Despite all the caveats above, I support people expressing
their personalities in diverse positive and creative ways. And I also want to
share a few more experiences that inform my perspective.
When I was 13, I wanted a nose job in the worst way. My
parents were having none of it, fortunately, for what if I had thus lost my precious
sense of smell? I’ve gathered that having sex change surgery can end the
ability to orgasm. This elective and expensive surgery reminds me of Anderson’s
story of the mermaid, who faced such a radical choice. You never know
beforehand exactly how things will turn out. Like Joan Rivers. You can never go
back.
When my parents realized that my sister and her black
boyfriend were serious about a life together, my mother sat down and wrote her
a letter advising her to think carefully and prepare herself for the possible
consequences of her choice. Was my mother prejudiced? No. Bear in mind this
happened about 20 years after the brutal lynching of Emmett Till. Was my
sister, born a year after the murder, upset? Yes. She got over it. Bear in mind
it’s usually a waste of time to take things personally.
About the pronouns. After I got married, I kept my maiden
name. My mother chose to address her frequent letters to Mrs. Husband-name. Should
I have thrown her letters away, or marked them ‘no such person’? Of course not.
I opened the letters and I read them. They were full of love.

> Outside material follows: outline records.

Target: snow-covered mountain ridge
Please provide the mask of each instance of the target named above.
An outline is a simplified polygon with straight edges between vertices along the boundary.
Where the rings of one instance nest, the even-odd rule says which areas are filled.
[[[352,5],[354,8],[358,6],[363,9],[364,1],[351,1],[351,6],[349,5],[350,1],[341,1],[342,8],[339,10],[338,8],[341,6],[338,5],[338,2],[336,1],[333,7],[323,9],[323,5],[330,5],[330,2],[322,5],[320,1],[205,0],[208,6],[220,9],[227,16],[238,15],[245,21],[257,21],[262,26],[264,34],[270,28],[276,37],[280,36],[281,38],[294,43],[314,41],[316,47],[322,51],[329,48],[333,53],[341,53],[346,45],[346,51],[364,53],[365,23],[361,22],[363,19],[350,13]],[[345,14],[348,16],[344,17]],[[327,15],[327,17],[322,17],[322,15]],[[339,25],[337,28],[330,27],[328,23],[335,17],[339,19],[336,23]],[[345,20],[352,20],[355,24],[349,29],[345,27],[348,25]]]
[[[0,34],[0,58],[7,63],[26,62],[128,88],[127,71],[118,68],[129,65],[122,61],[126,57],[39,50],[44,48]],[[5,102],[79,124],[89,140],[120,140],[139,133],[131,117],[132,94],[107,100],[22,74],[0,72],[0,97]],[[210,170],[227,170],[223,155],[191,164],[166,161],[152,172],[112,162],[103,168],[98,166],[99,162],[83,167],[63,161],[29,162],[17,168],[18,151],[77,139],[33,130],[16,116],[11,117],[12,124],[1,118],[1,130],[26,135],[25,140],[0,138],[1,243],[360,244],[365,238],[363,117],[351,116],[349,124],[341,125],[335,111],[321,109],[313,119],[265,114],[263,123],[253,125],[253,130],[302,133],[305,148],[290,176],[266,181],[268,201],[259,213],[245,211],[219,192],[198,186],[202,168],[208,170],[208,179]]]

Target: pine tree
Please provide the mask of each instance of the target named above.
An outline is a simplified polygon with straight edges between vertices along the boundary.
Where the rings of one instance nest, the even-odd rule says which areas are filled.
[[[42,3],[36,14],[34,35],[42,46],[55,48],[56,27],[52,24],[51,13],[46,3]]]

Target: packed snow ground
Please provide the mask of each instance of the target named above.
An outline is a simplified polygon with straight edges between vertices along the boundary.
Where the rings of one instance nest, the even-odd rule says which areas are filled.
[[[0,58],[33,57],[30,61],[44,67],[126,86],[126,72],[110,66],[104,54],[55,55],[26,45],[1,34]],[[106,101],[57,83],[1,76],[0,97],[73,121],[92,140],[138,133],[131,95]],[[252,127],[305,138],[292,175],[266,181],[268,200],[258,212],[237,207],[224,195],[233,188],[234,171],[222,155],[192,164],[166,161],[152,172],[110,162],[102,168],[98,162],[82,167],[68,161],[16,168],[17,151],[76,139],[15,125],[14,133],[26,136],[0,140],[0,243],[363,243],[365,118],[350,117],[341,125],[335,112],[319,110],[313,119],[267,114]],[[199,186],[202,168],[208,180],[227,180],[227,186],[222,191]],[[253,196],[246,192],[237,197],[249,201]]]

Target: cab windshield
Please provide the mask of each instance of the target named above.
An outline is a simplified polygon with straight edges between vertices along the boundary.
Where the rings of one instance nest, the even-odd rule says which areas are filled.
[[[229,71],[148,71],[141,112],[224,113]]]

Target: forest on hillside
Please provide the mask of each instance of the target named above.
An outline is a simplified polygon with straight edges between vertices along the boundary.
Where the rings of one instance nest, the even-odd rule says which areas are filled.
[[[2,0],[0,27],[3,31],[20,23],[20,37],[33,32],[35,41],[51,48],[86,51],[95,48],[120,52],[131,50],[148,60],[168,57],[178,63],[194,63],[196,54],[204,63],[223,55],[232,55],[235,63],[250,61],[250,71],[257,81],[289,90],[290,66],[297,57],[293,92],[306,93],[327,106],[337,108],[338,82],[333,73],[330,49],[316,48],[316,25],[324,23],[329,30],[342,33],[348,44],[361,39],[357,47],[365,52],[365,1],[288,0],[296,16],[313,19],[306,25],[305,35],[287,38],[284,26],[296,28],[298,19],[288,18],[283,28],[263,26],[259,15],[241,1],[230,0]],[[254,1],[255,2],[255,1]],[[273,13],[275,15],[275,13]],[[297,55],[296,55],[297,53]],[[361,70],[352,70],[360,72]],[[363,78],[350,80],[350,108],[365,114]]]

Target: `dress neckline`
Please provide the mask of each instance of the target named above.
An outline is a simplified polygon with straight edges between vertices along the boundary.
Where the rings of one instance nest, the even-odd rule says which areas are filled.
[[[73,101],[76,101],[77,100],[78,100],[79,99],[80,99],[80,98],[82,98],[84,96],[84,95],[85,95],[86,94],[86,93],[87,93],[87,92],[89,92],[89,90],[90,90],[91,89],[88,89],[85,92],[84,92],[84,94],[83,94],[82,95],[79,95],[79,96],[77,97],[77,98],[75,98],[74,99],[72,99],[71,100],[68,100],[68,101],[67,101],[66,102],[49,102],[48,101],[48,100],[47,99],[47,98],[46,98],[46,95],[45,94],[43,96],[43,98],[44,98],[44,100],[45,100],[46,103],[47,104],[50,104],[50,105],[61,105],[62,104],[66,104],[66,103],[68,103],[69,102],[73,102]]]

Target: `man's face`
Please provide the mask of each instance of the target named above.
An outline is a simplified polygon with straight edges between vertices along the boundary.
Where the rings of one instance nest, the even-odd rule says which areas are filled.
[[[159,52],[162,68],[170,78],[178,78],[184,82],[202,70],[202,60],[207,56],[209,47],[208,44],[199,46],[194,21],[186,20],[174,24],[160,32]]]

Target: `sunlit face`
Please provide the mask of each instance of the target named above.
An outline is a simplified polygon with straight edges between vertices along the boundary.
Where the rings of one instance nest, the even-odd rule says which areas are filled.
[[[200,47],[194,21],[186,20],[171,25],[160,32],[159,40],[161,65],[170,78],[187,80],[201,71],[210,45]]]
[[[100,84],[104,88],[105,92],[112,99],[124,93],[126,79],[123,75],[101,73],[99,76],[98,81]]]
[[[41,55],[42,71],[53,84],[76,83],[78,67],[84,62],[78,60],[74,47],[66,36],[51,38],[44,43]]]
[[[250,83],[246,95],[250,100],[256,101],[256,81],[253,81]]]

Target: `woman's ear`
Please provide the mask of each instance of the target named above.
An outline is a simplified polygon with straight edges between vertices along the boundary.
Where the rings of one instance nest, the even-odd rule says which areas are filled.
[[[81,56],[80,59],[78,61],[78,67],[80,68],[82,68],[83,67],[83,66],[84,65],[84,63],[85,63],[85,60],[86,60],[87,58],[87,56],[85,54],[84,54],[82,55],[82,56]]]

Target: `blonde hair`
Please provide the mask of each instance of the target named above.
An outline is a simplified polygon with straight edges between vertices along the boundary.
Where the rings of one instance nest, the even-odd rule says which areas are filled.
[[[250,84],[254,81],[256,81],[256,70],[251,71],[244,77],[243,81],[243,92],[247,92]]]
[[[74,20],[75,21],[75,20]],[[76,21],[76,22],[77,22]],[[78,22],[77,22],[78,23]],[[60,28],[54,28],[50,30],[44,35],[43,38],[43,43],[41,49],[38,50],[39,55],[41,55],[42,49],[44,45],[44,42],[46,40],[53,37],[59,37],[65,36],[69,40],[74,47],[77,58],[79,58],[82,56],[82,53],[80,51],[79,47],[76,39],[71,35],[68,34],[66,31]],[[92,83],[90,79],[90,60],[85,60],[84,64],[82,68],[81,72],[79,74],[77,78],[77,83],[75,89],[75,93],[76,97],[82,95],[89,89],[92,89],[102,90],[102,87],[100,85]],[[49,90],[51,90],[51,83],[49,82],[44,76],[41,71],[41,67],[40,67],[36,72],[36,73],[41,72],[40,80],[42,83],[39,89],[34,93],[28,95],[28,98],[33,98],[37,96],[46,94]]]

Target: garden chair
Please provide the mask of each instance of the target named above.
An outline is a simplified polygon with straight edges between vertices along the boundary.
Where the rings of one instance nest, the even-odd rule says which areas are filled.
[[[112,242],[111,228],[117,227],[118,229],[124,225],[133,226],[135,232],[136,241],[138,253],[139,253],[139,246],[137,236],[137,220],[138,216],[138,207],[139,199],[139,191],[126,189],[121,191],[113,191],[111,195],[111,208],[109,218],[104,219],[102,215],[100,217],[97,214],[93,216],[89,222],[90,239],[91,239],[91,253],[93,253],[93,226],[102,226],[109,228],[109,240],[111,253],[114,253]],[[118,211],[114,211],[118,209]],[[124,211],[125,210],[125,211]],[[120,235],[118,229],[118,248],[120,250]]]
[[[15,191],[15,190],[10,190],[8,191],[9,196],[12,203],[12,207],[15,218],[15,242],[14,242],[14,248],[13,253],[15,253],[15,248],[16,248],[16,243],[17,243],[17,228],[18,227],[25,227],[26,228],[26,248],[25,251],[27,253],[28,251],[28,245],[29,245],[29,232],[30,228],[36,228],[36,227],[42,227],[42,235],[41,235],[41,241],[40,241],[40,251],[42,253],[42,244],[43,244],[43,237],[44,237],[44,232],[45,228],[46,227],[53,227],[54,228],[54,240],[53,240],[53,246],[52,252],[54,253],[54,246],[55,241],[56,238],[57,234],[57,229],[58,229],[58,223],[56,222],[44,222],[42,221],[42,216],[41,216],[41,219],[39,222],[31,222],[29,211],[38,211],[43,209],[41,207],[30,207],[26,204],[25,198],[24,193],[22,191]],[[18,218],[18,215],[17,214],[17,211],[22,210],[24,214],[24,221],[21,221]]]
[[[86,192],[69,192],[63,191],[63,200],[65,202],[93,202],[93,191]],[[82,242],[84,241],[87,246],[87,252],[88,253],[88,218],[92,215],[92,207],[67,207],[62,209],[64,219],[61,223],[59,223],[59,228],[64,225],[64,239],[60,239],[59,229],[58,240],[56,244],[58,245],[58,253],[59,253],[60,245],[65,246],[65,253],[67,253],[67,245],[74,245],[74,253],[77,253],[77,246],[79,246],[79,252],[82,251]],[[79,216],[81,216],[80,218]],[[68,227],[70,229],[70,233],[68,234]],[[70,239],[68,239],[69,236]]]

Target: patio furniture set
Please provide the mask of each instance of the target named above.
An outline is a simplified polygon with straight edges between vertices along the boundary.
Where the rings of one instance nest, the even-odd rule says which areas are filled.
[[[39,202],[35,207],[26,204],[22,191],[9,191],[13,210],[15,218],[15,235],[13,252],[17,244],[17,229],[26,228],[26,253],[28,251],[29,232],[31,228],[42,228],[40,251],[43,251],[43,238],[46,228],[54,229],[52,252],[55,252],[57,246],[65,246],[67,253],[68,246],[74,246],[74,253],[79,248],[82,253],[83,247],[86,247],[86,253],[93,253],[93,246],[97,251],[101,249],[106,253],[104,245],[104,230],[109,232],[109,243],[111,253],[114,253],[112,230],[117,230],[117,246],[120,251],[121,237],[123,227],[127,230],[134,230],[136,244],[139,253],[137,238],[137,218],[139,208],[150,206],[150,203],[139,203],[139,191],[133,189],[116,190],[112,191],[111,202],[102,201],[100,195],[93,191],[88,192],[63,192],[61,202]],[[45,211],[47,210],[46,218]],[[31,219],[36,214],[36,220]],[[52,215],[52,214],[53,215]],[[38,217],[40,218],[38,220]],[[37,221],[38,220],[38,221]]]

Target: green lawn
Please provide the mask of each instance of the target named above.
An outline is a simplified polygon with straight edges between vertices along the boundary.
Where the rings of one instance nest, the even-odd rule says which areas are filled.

It seems my female genetic inheritance includes chin hairs
in middle age. For some years I just plucked them out, thinking they might just
disappear the way my sister’s eyebrows did after her chum suggested this
beautification idea. Not. Eventually, I learned that plucking encourages
whiskers. So in 2004 I decided to go natural, and expand the social reality of
“feminine” rather than worry about some preachy patriarchal prescription for my
appearance. Knowing I might confront some harassment, I constructed a couple of
jokes to use, just in case. But I have found that only young children and close
friends have said anything. And on those rare occasions when an adult mistakes
me for a man, they are typically far more flustered than I.
So in conclusion, I would really like the transgender
conversation to move away from clickbait and toward thoughtfulness. I would
really like to talk about expanding our cultural concepts of male and female to
be so much larger than the constricted (and often cruel) patriarchal conventions
we have inherited. I hate tight clothes and I hate the strait-jacket Hollywood-Madison-Avenue
notions of gender.
Not long ago, I sketched a diagram of gender difference,
where the outliers of the one gender are more extreme than the average of the
other gender. (I posted this to your right but not sure how to make it smaller.) Nature’s stereotypes have rather fuzzy edges.
That said, polarity does have its place. Relating to others
is more exciting when we aren’t just the same, when we don’t always and
completely agree. Intensifying the polarity between male and female, between
self and other, can energize sexual experiences in a healthy and constructive
way, or, sadly, in a negative and oppressive way. And debates among friends can
enliven communities with friendly ribbing, or creative invention. But debate
without real communication and good faith is destructive.